Termino la instalación y cuando el sonido funciona, me bajo de la tarima. Un par de minutos después llega mi padre con los clientes. Todos parecen muy contentos. Les ofrece la primera fila de asientos y sube con Sara.

—¡Hola, amigos! —los saluda—. Ya sabéis a lo que hemos venido a hacer aquí, ¿cierto? —Todos gritan—. Pues entonces, no nos demoremos más. ¡Que empiece la gran subasta! —Mi respiración se acelera.

Mi padre lanza una enorme cifra de inicio y rápidamente el cliente norteamericano la dobla. Uno de los jeques la sube y el otro no se queda atrás. Sara y yo no dejamos de mirarnos en ningún momento. Sé que está valorando los riesgos y tiene miedo de lo que pueda pasar. Sobre todo, porque no sabe lo que haré yo. Si lo supiera, no me lo permitiría. Pero soy consciente de que es su única oportunidad y no pienso desaprovecharla. No sé qué me pasa con ella, pero prefiero estar muerto antes que vivir sabiendo lo que le están haciendo.

Las sumas cada vez son más elevadas y todos gritan emocionados. Hay un claro pique entre ellos y ninguno quiere abandonar. Varios minutos después, cuando las sumas casi son innombrables, el norteamericano se rinde. La gente aplaude a los que siguen y estos continúan pujando como si no hubiera mañana. Está claro que uno de los jeques será quien gane.

Los ojos de mi padre brillan con las cantidades. Ha pasado de ser una subasta a una competición. Estoy seguro de que ni siquiera recuerdan por qué están pujando.

El norteamericano se levanta, hace una señal a todos los que venían con él y se marcha cabreado. Miro hacia atrás y me tenso cuando veo que entra en el coche al que debería subir Sara y se marcha con él. Varios vehículos más le siguen. Todos los restantes están colocados de tal manera que tienen peor acceso y salida.

Sara me mira y entiendo lo que quiere decirme. Trato de calmarla con otro gesto, pero es inútil. Se ha dado cuenta del problema igual que yo. Cuatro árabes se colocan a mi lado y me miran. Me incomodo e intento ignorarles.

Las cifras siguen aumentando y las voces de la gente comienzan a ser demasiado molestas. La cabeza me duele y tengo que ponerme los dedos sobre las sienes para aliviarme. La tensión está pudiendo conmigo. Al ver que me muevo, los cuatro hacen un intento de venir hacia mí, pero cuando ven que solo me he tocado la cabeza, se detienen. «Qué extraño», me digo.
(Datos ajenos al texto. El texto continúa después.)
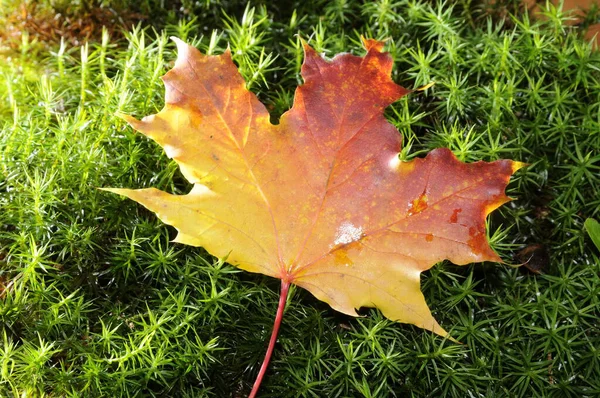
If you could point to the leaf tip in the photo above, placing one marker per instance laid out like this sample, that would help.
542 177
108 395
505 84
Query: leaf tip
372 44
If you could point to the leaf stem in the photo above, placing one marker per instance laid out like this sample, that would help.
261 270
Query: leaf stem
285 286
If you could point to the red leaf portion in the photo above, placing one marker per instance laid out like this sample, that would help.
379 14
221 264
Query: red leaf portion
321 199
Uno de los jeques comienza a tardar en subir la puja y todo parece indicar que está empezando a perder el interés. Minutos después compruebo que estaba en lo cierto y también se retira, y se proclama vencedor el que se dirigió a mí en el pasillo.
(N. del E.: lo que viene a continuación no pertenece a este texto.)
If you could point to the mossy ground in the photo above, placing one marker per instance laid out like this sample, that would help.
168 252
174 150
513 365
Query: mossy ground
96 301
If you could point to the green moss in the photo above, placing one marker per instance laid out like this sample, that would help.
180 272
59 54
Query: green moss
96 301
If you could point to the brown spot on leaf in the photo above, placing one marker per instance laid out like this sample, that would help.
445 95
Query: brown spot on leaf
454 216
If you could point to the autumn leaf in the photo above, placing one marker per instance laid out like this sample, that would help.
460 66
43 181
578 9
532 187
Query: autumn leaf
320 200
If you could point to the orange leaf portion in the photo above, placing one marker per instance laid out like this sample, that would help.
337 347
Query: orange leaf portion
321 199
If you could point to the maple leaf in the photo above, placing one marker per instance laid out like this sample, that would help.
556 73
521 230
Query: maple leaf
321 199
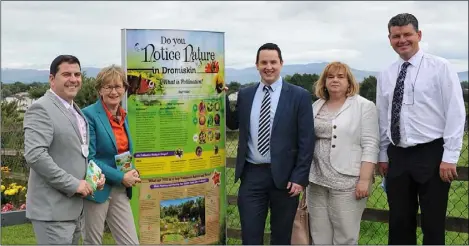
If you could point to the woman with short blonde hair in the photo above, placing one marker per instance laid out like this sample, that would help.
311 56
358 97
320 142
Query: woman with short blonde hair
110 140
346 151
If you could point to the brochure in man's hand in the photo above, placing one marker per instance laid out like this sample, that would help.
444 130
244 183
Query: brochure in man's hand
93 174
124 162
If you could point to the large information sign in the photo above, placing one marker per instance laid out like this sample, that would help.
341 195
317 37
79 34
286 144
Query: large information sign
176 113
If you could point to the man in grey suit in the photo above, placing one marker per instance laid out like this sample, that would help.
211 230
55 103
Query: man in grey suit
275 149
56 149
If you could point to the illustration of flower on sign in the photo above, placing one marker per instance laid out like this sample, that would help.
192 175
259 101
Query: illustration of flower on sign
216 178
212 67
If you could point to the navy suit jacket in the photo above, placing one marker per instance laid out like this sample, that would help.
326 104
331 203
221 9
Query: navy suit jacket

—¡La virgen ya tiene dueño! —Mi padre grita entusiasmado por el micrófono. Acaba de engordar su cuenta bancaria más de lo que jamás hubiera imaginado. Apenas puedo oírle por el jaleo. Todos están celebrando la venta.

El jeque ganador sube a la tarima y se acerca a Sara, la huele y esta se aparta con asco de él. Mi cuerpo duele por la tensión y tengo que respirar profundamente para calmarme. Todavía no es el momento.
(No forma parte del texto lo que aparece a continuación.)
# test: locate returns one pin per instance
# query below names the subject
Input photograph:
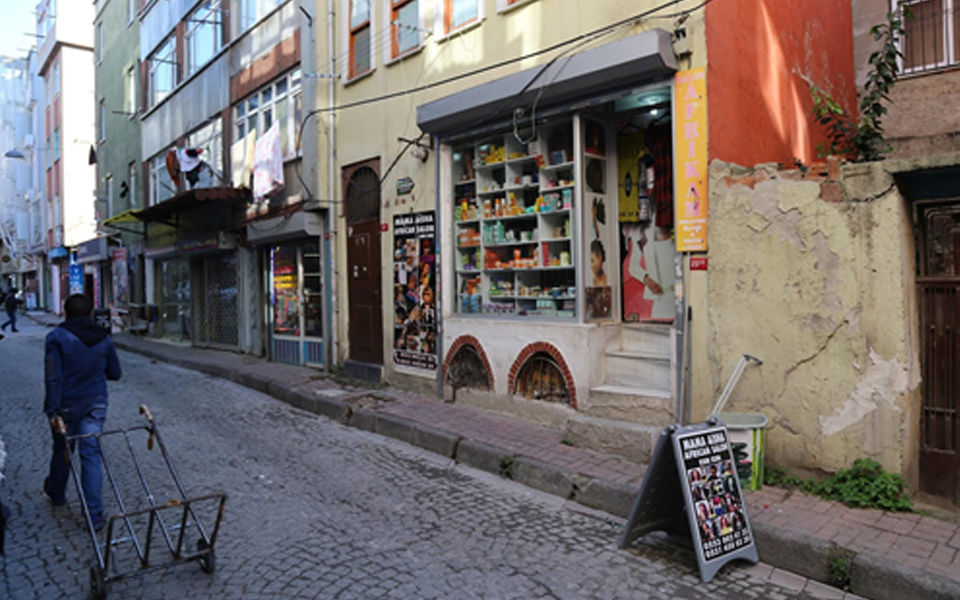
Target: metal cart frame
(173, 535)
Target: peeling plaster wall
(819, 291)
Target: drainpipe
(438, 249)
(330, 230)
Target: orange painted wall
(757, 54)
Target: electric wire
(578, 39)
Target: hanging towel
(268, 164)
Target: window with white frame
(360, 39)
(252, 11)
(204, 34)
(163, 71)
(932, 36)
(281, 101)
(161, 188)
(404, 27)
(130, 104)
(56, 79)
(460, 13)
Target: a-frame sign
(691, 488)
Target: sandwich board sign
(691, 489)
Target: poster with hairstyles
(414, 291)
(710, 479)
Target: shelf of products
(513, 216)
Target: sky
(17, 20)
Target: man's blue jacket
(79, 358)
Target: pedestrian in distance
(79, 359)
(10, 304)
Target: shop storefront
(293, 272)
(197, 291)
(559, 227)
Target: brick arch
(546, 348)
(473, 342)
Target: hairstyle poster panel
(599, 218)
(414, 289)
(718, 518)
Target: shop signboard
(690, 159)
(76, 277)
(415, 291)
(691, 488)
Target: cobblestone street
(318, 510)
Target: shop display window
(296, 280)
(515, 223)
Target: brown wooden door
(938, 291)
(362, 186)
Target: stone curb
(399, 428)
(542, 476)
(436, 440)
(363, 418)
(609, 496)
(884, 579)
(483, 456)
(781, 548)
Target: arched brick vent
(541, 373)
(466, 365)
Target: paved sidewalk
(895, 556)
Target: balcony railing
(932, 40)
La toma de la muñeca y tira de ella en contra de su voluntad. Forcejea, pero no tiene nada que hacer. El jeque toma el micrófono, da las gracias a todos los asistentes y les pide que se acerquen a los coches para obsequiarles con un recuerdo de su país. Al oírle, la vista se me nubla. No puedo creerlo. La única salida que teníamos acaba de esfumarse ante mis ojos. Con tanta gente alrededor de los coches, Sara no podrá escapar.

Todos los que están allí le siguen, incluido mi padre. Todos menos los cuatro árabes que tengo cerca de mí. Trato de ignorarles de nuevo. Me armo de valor, cierro los puños con fuerza y me preparo para correr hasta el jeque. Necesito captar todas las atenciones para que Sara, valiéndose de la confusión, pueda huir. Justo cuando tomo el impulso que necesito, los cuatro árabes se echan sobre mí.